Gras animal vorace de l'ordre des profiteurs, le richard se reconnaît à son air satisfait, à sa tête à claques et à son derrière volumineux qui semble appeler la chaussure. Toutes les variétés de richards des deux sexes présentent un renflement pathologique de l'ego ainsi qu'une hypertrophie d'une poche caractéristique, située au niveau du cœur, dans laquelle ils serrent étroitement leur portefeuille. Présent sur tous les continents, le richard ignore les frontières : il n'y a pas de limite au vol du richard, qui se nourrit essentiellement de charognes de travailleurs et de petites proies précaires.
Étrange animal, le richard est un parasite qui se croit indispensable à la bonne marche du monde. Il justifie son insatiable boulimie de fric par sa prétendue nécessité sociale. Quelque désastre qu'il produise autour de lui - faillites d'entreprises, plans de restructuration calamiteux, déclenchement d'une crise planétaire majeure - le richard se gave tant et plus de primes et de bonus : c'est ce qu'il appelle la juste rémunération de sa prise de risque. A quoi l'on voit que le richard a le poumon vigoureux, c'est qu'il ne manque pas d'air.
Le richard a la phobie des taxes, des contributions et des impôts. Quand arrive la saison où le richard devrait payer ce qu'il doit à l'état, on l'entend sur les ondes pousser ce piaulement déchirant nommé : trompette de la défiscalisation.

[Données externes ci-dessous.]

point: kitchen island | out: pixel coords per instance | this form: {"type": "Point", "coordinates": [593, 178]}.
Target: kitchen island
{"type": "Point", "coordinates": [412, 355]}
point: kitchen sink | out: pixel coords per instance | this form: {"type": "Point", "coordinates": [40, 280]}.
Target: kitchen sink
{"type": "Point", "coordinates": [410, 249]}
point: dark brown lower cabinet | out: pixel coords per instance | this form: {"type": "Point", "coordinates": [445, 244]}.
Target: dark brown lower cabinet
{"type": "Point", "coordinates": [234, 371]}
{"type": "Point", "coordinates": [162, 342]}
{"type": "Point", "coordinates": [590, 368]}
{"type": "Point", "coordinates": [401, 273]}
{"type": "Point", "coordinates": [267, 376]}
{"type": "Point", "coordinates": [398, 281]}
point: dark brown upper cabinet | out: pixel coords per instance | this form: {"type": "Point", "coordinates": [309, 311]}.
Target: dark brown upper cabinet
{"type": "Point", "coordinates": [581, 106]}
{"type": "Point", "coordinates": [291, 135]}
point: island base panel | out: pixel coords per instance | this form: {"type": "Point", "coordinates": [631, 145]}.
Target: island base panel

Ce cri pathétique du richard menacé par l'impôt, a le pouvoir surprenant d'émouvoir jusqu'à la déraison les ministres de l'économie de tous poils, lesquels, pour apaiser ses souffrances, le caressent dans le sens du crin avec une nouvelle loi d'allègement des charges tout en le bourrant de jolis cadeaux puisés dans les caisses du trésor public qui ne le calment pas loingtemps. Le richard est délicat et fragile : il est très allergique au coût du travail. Payer ses employés peut s'avérer très dangereux pour le richard qui frôle à tout instant l’œdème de la luette, et crie à l’étouffement de sa compétitivité. Heureusement, le gouvernement socialiste travaille d'arrache-pied à la création d'un travailleur gratuit et corvéable à merci, qui préservera le richard de tout accident de santé financière.
Enfin, le richard reste au cœur d'un intrigant phénomène scientifique jamais expliqué : on ne lui connaît pas de vrais prédateurs.